WHO HAS WHAT (2003)

‘I am absolutely confident, in the right conditions  we would be willing to use our nuclear weapons.’ Geoff Hoon, UK defence secretary, January 23 2002

Warheads US Russia Britain France China Israel India Pakistan
Stockpile 10,600 18,000
Strategic 6,140 4,852 185 348 282
Non-strategic 1,120 3,380 120
Total 7,260 8,232 185 348 402 ~200 30-40 30-50

The figures above are based on public information and contain some uncertainty.

Despite efforts over the past half-century to reduce and eliminate nuclear weapons and commitments under the 1968 Non-Proliferation Treaty (NPT) to achieve this goal, the five states defined by the NPT as nuclear weapon states - China, France, Russia, Britain and the United States - continue to deploy more than 16,500 operational nuclear weapons.

If all warheads are counted - deployed, spare and those in storage and 'pits' (plutonium cores) held in reserve - the five nuclear states possess an estimated total of 36,500 warheads - 98 percent of the world nuclear weapon stockpile.

What are strategic and non-strategic nuclear weapons?
Broadly this has to do with yield (how big an explosion) and range - how far it can be ‘delivered’. These are imprecise and debatable definitions and originated in the Cold War US/Russia confrontation where distance was an issue.
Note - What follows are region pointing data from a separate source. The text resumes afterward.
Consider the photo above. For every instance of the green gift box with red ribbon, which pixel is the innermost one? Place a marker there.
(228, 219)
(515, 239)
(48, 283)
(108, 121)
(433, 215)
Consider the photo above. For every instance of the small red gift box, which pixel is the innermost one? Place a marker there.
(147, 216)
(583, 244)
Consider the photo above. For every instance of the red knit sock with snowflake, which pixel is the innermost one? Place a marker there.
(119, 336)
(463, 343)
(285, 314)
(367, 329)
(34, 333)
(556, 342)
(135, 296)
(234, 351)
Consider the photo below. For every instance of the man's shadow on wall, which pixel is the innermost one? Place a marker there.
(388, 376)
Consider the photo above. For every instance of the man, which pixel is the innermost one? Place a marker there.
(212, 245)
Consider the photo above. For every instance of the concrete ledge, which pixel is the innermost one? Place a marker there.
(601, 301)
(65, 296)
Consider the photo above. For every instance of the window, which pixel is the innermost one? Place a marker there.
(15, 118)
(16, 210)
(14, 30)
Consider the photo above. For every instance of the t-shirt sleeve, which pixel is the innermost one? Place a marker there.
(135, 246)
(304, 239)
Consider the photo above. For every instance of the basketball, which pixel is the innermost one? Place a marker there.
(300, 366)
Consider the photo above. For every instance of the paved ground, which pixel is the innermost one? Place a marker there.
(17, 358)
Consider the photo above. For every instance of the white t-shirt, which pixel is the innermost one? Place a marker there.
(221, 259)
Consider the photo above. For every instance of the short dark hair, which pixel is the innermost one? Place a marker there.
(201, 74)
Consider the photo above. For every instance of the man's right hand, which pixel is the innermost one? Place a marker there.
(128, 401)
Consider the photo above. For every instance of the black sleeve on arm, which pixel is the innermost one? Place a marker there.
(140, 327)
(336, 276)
Strategic nuclear weapons were those on long-range ballistic missiles able to travel 13,000 kilometres, or bombs on long-range bombers able to fly 16,000 kilometres non-stop . Such a definition, however, has little meaning when applied to Indian, Pakistani or Israeli nuclear weapons, where distances of targets are relatively short.

The explosive power of many non-strategic weapons is much larger than that of the 20 kiloton bomb dropped on Hiroshima.